I didn't see the Dartmouth scouting report, but I doubt Joe Gill's name was on it.
The senior guard's participation is usually limited to a couple of dunks in warm-ups and the ritual "frisking" of the captain during the lineup introduction.
On his best days, he plays a full minute, maybe two in a Penn blowout. Friday was one of those days.
Gill, subbed in for good with 2:30 to play, squared up for an NBA three-pointer with a minute to go and caught nothing but net.
The Penn bench reacted like it had just won on The Price is Right.
It's a liberating feeling, being out of the title race.
***
Dartmouth coach Terry Dunn did not change his expression. Why should he have? It wasn't the first time an anonymous blue jersey had drained a three with a Green defender one step behind.
"Their players that don't usually make threes, made threes," lamented Dartmouth captain Johnathan Ball. To anyone who hadn't just witnessed Penn shoot 12-of-17 from deep, Ball would've sounded like a sore loser.
But hey, he was right.
Justin Reilly's outside game probably hadn't been weighing on Dunn's mind. Andreas Schreiber's three-point percentage (.174) going into the weekend was a fine LSAT score but not so good for basketball. Both hit from deep on Friday night.

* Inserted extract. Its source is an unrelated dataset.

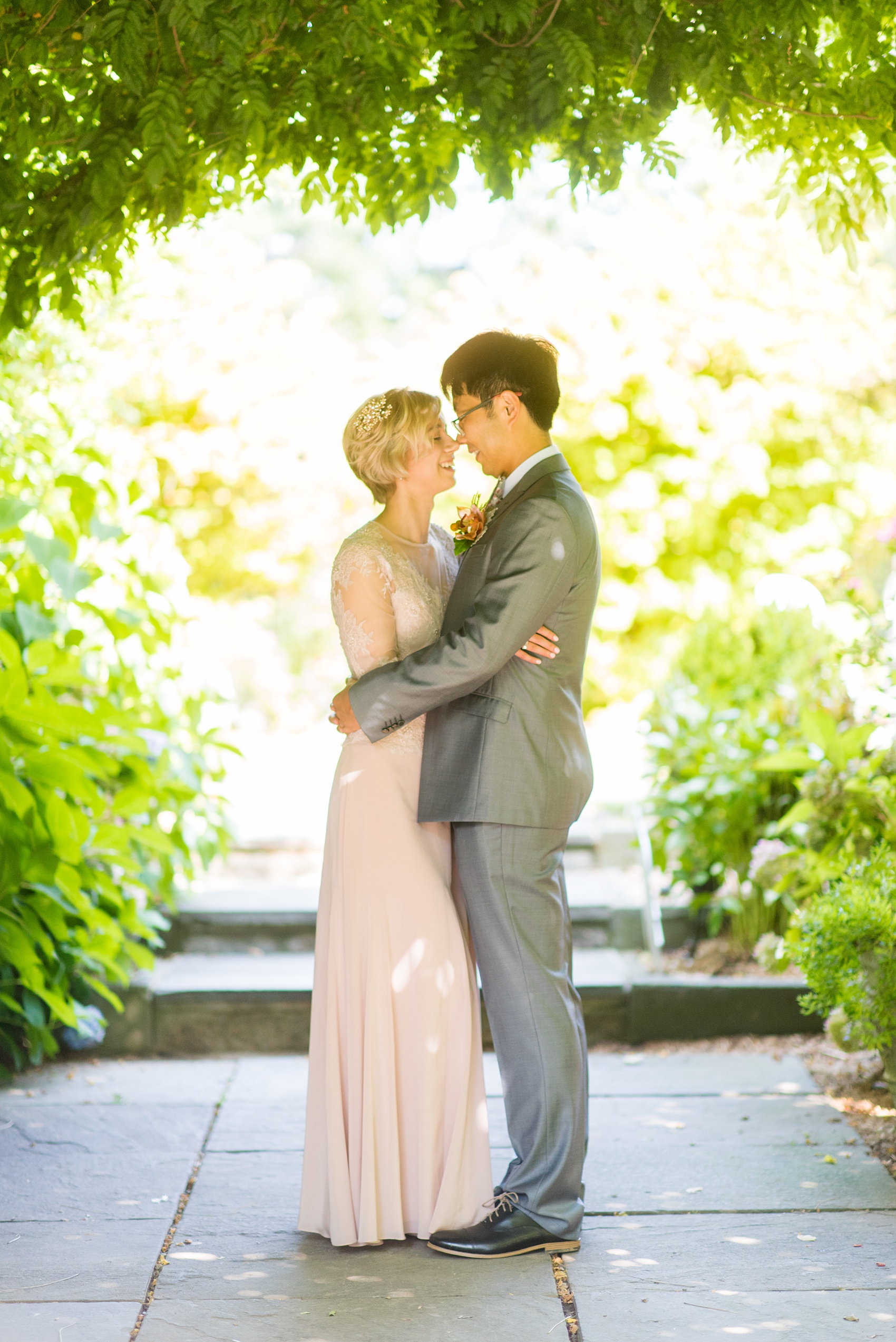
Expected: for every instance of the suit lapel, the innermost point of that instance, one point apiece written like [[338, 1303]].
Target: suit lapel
[[552, 463]]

"It was . frustrating," said Dartmouth's DeVon Mosley, searching for a word that wouldn't earn him a punishment of some kind.
Penn coach Glen Miller had even less insight. How do you explain a team shooting 70 percent from deep when it had been shooting 30? Getting 12 threes when three weeks ago Dartmouth held Penn to zero threes?

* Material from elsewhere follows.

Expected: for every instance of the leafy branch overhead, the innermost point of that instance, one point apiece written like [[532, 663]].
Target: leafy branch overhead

Miller couldn't. In a season that has brought grind-it-out wins at best and 6-points-at-the-half-to-FGCU at worst, a blowout didn't need to come with a detailed debriefing.

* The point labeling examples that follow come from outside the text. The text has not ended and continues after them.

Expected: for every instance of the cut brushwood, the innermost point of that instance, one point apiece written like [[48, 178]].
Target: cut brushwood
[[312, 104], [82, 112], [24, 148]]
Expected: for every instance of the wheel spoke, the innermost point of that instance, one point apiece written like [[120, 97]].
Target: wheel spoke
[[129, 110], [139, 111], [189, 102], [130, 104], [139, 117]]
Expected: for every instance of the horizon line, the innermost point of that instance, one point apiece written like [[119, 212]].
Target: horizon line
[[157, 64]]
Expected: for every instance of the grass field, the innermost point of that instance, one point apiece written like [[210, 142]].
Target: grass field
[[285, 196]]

"I was surprised with the deficit," he said. "This year, you can never quite trust your team . even that big lead [can be] fool's gold."
***
No explanation necessary for Brian Grandieri, either. Senior year has been as difficult as predicted. After back-to-back championships the last two years, he's carried an entire team on his torn meniscus, for better or worse.
His postgame demeanor has shown it. This season, he went from condescension ("Some time you gotta man up . we don't have those guys yet") to quiet acceptance. Title number three - he missed Penn's 2004-2005 campaign with a torn ACL - is not coming his way.
Friday night, he was liberated to Stage Three. "Tell them about the pushups!" he cracked, cutting off his teammate Schreiber in mid-response. "He was doing pushups [in the bathroom] before the game."
For once, the focus wasn't on trying to extract the Zoller and Jaaber from Reilly and Schreiber.
No Tournament seed to worry about. No scoreboard-watching. On this night, a win over Dartmouth was grounds for celebration, not muted relief.
After all, if the 17th man can hit threes, can things really be that bad?